Caros leitores, apresentado tópico, o espaço é vosso. Ficai à vontade.

Linque para a publicação no Medium:

https://medium.com/@sancho.brasil/sobre-stf-aborto-e-teoria-do-direito-um-di%C3%A1logo-com-marcelo-sarsur-4b8b20ad29c6

2 COMENTÁRIOS

  1. Inúmeras foram e são as mulheres que recusam o papel de mãe, tal recusa sendo insuficiente para legitimar que sacrifiquem o indivíduo que depende delas para se desenvolver. A mulher que mora por não desempenhar o papel de mãe pode encaminhar o bebê para adoção, mas não é justo que o dilacere.

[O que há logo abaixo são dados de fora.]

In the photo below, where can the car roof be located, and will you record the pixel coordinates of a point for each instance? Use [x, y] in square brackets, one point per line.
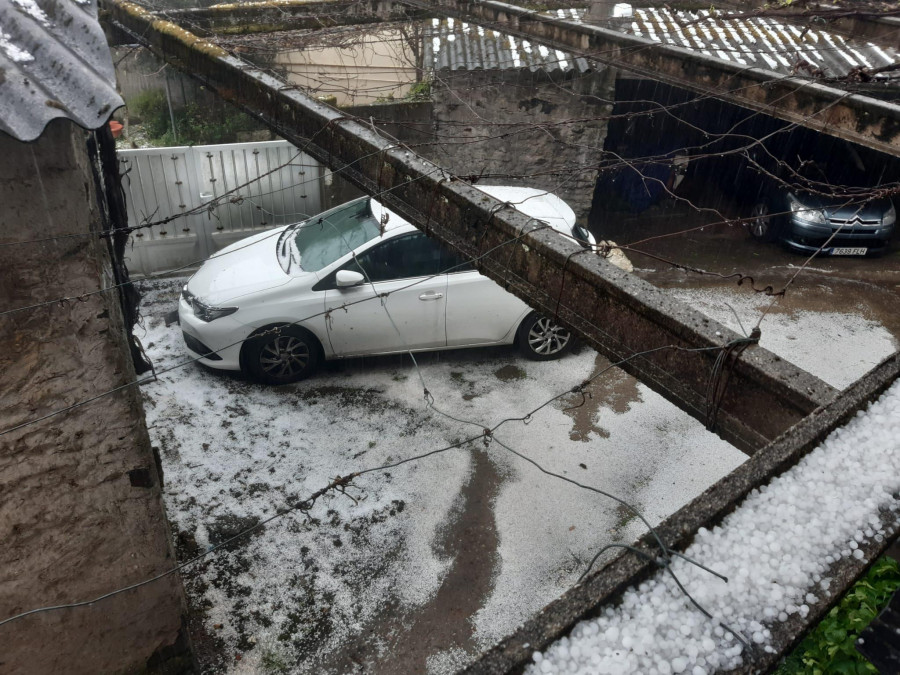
[538, 204]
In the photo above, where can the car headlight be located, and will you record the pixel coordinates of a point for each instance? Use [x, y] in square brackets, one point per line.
[807, 213]
[206, 313]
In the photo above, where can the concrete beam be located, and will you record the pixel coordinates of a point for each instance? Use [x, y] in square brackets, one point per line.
[279, 15]
[857, 118]
[617, 313]
[625, 570]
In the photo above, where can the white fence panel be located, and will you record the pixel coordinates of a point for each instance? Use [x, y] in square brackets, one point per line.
[261, 185]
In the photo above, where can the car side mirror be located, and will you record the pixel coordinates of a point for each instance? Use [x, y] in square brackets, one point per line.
[346, 278]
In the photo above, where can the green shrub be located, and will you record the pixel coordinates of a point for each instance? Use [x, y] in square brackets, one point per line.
[195, 124]
[151, 108]
[831, 646]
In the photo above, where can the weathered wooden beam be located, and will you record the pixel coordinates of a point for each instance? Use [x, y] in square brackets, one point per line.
[617, 313]
[605, 585]
[857, 118]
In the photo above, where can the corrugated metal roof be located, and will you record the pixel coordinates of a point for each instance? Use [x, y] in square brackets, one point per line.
[456, 45]
[54, 62]
[753, 41]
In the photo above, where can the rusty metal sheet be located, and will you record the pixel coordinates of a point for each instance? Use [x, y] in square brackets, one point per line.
[826, 108]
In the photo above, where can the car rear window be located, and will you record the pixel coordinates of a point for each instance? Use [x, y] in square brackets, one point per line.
[323, 239]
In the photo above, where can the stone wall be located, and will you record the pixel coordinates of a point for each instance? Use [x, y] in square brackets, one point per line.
[543, 130]
[80, 506]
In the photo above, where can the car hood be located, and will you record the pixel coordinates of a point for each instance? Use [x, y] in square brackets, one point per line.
[247, 266]
[838, 208]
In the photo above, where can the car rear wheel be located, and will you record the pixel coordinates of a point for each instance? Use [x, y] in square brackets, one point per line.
[282, 355]
[542, 339]
[763, 225]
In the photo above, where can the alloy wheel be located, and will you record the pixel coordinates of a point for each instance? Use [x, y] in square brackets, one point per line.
[547, 338]
[284, 357]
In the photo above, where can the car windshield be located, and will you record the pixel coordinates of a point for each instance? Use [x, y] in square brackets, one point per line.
[323, 239]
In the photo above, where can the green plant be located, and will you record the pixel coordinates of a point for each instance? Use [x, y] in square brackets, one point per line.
[831, 646]
[151, 108]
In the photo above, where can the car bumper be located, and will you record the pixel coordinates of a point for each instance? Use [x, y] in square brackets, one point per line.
[216, 344]
[807, 238]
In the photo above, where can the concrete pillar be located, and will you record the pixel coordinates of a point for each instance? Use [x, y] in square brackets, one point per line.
[80, 503]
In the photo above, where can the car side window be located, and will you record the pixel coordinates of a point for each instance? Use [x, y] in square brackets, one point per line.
[412, 255]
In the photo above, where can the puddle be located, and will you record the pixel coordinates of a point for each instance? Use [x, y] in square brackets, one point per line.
[509, 373]
[615, 389]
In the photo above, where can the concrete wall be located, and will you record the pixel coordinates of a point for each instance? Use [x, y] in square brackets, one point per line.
[520, 123]
[80, 506]
[532, 128]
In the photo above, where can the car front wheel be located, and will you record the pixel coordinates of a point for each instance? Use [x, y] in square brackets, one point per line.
[542, 339]
[282, 355]
[763, 225]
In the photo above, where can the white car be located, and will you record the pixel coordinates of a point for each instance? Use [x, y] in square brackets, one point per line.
[276, 304]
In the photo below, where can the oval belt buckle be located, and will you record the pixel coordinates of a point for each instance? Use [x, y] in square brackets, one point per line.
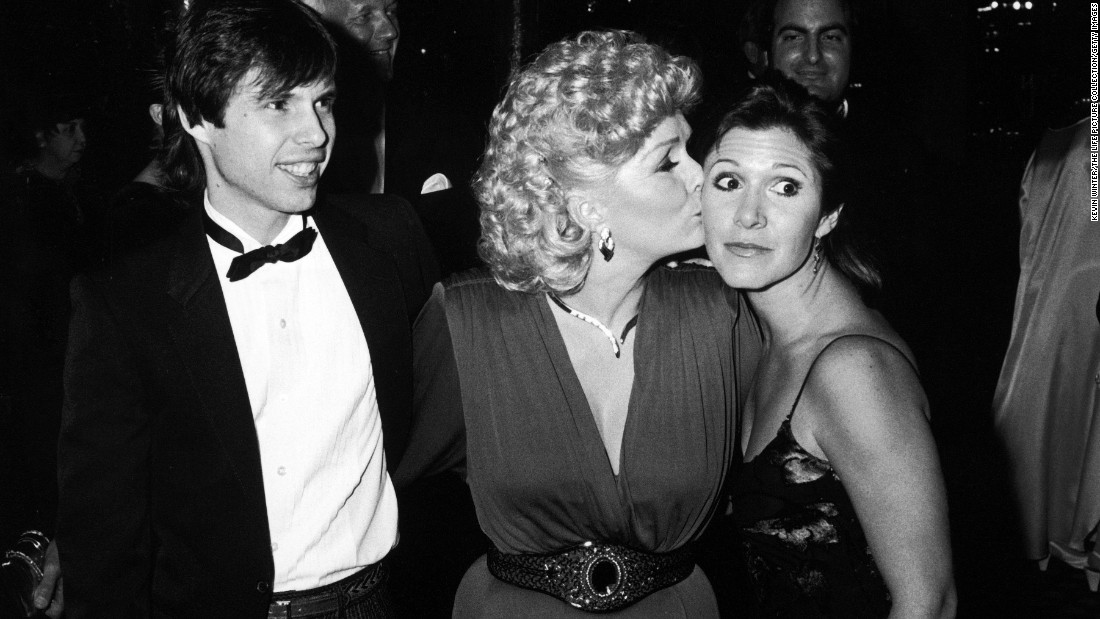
[603, 571]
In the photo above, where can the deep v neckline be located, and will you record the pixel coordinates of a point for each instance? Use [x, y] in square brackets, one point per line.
[580, 408]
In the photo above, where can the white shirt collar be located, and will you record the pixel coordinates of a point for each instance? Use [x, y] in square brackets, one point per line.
[292, 228]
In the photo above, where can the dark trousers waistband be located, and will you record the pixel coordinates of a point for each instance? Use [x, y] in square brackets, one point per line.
[360, 595]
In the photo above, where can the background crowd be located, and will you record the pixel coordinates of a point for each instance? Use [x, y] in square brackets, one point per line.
[953, 121]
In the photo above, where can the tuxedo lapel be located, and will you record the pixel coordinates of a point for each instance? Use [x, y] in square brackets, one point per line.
[204, 334]
[371, 277]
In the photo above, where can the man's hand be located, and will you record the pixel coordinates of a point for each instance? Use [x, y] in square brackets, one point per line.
[48, 596]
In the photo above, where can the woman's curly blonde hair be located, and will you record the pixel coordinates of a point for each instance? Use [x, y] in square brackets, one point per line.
[582, 108]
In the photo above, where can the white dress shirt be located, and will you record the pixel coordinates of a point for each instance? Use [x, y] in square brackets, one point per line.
[331, 507]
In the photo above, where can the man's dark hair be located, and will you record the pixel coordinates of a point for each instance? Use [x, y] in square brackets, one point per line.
[218, 43]
[849, 8]
[779, 102]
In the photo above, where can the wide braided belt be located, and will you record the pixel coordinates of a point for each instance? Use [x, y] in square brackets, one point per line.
[594, 576]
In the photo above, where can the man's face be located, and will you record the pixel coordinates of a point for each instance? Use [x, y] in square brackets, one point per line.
[373, 23]
[271, 151]
[812, 45]
[65, 144]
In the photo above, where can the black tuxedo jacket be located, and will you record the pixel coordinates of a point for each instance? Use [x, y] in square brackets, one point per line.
[162, 498]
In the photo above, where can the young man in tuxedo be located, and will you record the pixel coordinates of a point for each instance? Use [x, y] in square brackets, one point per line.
[237, 390]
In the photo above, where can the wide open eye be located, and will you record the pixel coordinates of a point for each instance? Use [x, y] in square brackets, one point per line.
[787, 187]
[726, 181]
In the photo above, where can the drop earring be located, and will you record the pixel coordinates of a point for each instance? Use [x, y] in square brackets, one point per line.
[606, 244]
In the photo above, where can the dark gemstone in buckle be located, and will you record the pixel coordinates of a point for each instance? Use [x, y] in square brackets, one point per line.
[593, 576]
[603, 576]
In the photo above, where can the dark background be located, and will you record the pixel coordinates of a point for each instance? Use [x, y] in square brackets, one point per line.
[974, 86]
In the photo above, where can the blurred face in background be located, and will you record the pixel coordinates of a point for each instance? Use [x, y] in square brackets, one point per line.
[812, 45]
[373, 23]
[64, 146]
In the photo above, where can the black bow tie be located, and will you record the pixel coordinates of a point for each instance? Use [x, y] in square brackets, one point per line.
[248, 263]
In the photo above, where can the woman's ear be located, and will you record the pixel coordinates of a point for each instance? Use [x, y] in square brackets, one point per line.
[827, 223]
[586, 210]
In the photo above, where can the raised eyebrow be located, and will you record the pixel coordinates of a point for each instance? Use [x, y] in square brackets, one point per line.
[794, 28]
[781, 165]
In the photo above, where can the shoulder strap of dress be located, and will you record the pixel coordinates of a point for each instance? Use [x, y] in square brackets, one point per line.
[820, 353]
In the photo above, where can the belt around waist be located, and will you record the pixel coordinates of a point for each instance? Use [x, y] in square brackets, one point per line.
[367, 582]
[594, 576]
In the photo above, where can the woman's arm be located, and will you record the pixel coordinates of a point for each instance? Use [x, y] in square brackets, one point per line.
[867, 413]
[437, 435]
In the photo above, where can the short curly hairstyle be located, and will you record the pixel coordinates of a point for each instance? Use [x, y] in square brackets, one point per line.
[582, 108]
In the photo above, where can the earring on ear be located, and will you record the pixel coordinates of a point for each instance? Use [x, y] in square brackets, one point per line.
[606, 244]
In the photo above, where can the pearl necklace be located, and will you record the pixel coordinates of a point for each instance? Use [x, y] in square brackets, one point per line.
[616, 342]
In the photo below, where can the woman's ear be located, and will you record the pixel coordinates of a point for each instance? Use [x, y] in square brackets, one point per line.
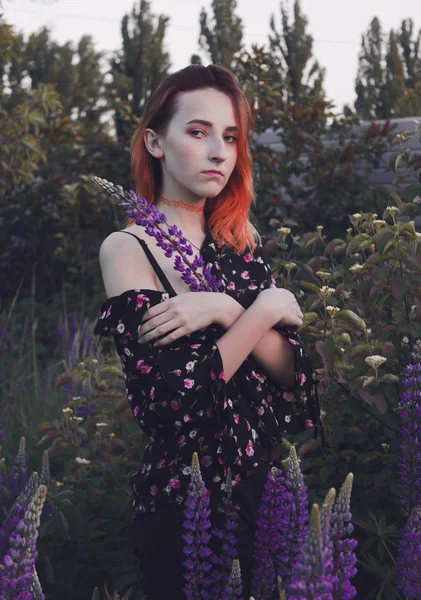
[153, 144]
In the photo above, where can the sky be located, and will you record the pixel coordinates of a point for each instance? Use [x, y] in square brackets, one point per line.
[336, 27]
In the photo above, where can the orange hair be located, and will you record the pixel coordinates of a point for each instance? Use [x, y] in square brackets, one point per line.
[228, 213]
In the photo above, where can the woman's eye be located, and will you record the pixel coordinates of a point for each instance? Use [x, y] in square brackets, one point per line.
[234, 139]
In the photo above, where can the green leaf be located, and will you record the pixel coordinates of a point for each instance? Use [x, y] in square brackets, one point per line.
[351, 317]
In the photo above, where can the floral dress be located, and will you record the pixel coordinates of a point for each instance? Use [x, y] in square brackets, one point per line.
[180, 399]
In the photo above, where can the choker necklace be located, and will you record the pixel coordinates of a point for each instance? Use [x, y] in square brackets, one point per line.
[181, 204]
[187, 207]
[191, 208]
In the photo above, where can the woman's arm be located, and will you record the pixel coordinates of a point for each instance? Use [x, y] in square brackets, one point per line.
[253, 334]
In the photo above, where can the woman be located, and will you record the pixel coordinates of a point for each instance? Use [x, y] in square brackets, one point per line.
[221, 374]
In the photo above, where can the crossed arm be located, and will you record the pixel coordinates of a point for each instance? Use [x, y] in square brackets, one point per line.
[250, 331]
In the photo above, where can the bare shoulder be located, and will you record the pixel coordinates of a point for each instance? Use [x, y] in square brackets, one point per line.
[124, 265]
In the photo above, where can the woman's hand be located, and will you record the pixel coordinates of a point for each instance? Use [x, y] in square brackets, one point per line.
[179, 316]
[280, 306]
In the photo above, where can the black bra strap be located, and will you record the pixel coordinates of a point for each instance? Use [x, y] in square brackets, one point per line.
[167, 286]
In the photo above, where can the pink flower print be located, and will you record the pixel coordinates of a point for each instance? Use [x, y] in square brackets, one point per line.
[140, 299]
[143, 367]
[206, 461]
[250, 449]
[257, 376]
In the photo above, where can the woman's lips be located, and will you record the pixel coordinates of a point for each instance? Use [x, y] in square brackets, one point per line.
[212, 174]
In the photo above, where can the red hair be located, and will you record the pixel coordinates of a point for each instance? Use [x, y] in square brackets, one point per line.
[228, 213]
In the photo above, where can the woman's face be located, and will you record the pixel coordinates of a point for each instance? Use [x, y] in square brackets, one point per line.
[190, 147]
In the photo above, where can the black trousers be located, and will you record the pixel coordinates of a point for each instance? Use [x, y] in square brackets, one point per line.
[159, 545]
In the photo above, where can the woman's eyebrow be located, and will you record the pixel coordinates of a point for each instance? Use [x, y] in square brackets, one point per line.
[209, 124]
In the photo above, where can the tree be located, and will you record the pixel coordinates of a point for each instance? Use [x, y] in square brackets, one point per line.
[388, 82]
[75, 73]
[292, 48]
[140, 65]
[223, 40]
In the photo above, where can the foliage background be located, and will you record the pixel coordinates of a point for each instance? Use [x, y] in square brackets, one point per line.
[66, 115]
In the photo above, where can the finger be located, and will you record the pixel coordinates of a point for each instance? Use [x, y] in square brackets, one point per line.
[153, 323]
[174, 335]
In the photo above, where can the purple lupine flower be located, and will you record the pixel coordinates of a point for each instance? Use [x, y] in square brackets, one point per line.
[18, 476]
[197, 525]
[344, 558]
[298, 516]
[18, 565]
[326, 532]
[268, 536]
[17, 512]
[220, 576]
[150, 218]
[310, 579]
[410, 455]
[408, 570]
[235, 586]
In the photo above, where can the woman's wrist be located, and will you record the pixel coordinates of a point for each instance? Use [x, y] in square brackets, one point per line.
[227, 310]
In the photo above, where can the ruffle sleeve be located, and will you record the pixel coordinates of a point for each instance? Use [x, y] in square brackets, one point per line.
[298, 406]
[163, 384]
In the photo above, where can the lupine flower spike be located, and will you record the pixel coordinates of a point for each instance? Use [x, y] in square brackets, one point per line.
[344, 558]
[18, 566]
[151, 219]
[298, 515]
[221, 575]
[408, 570]
[18, 475]
[267, 537]
[410, 455]
[310, 579]
[326, 529]
[197, 525]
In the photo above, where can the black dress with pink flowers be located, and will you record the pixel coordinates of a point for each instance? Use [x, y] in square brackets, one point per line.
[179, 396]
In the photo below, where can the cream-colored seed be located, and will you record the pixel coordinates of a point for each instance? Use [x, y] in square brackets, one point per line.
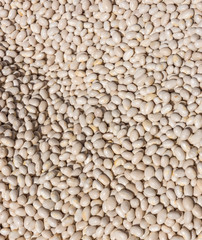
[100, 120]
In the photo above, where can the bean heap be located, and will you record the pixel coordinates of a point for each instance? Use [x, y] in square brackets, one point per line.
[101, 119]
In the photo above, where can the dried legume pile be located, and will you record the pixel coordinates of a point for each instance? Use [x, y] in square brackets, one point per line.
[101, 119]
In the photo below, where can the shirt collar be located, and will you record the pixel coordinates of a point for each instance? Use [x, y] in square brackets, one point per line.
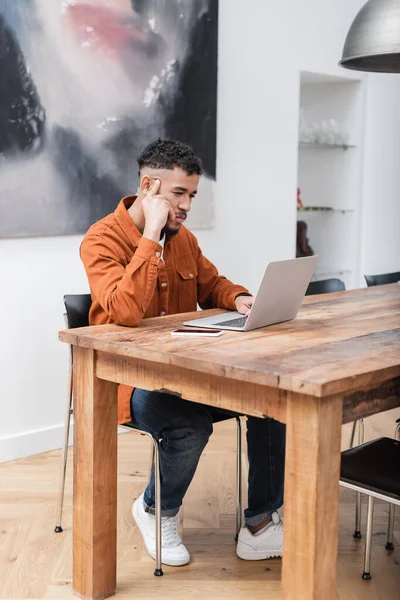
[125, 220]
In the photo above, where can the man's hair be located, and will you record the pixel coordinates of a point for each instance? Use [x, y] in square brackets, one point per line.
[168, 154]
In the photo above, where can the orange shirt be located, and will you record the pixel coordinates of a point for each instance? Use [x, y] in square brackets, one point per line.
[130, 281]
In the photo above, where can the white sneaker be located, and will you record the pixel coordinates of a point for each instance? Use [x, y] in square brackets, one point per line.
[267, 543]
[173, 552]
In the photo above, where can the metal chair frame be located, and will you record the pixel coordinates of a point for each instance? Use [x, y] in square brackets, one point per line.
[370, 513]
[155, 462]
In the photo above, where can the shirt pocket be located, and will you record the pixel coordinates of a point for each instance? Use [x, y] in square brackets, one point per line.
[187, 276]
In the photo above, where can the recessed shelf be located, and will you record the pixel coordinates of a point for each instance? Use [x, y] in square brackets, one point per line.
[318, 145]
[332, 271]
[324, 209]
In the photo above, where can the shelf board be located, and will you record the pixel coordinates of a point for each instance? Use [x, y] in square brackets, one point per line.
[332, 271]
[317, 145]
[328, 209]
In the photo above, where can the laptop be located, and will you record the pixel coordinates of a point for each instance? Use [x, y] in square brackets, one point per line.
[278, 299]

    • É o que eu acho, Bruna. Entendo que o Marcelo Sarsur foi muito feliz em colocar o tema juntamente com os impostos e as eleições (“… optar por sair do papel de mãe…, …. de contribuinte…, … de eleitor…“).

      Trata-se de um dever. É um fardo. Isso é inegável. Mas a vida tem fardos que recaem sobre nós contra nossa vontade, mas que nos competem carregar.

      Confundimos liberdade com irresponsabilidade. “Nobreza obriga.” E a mulher grávida é a rainha de um reino com um súdito.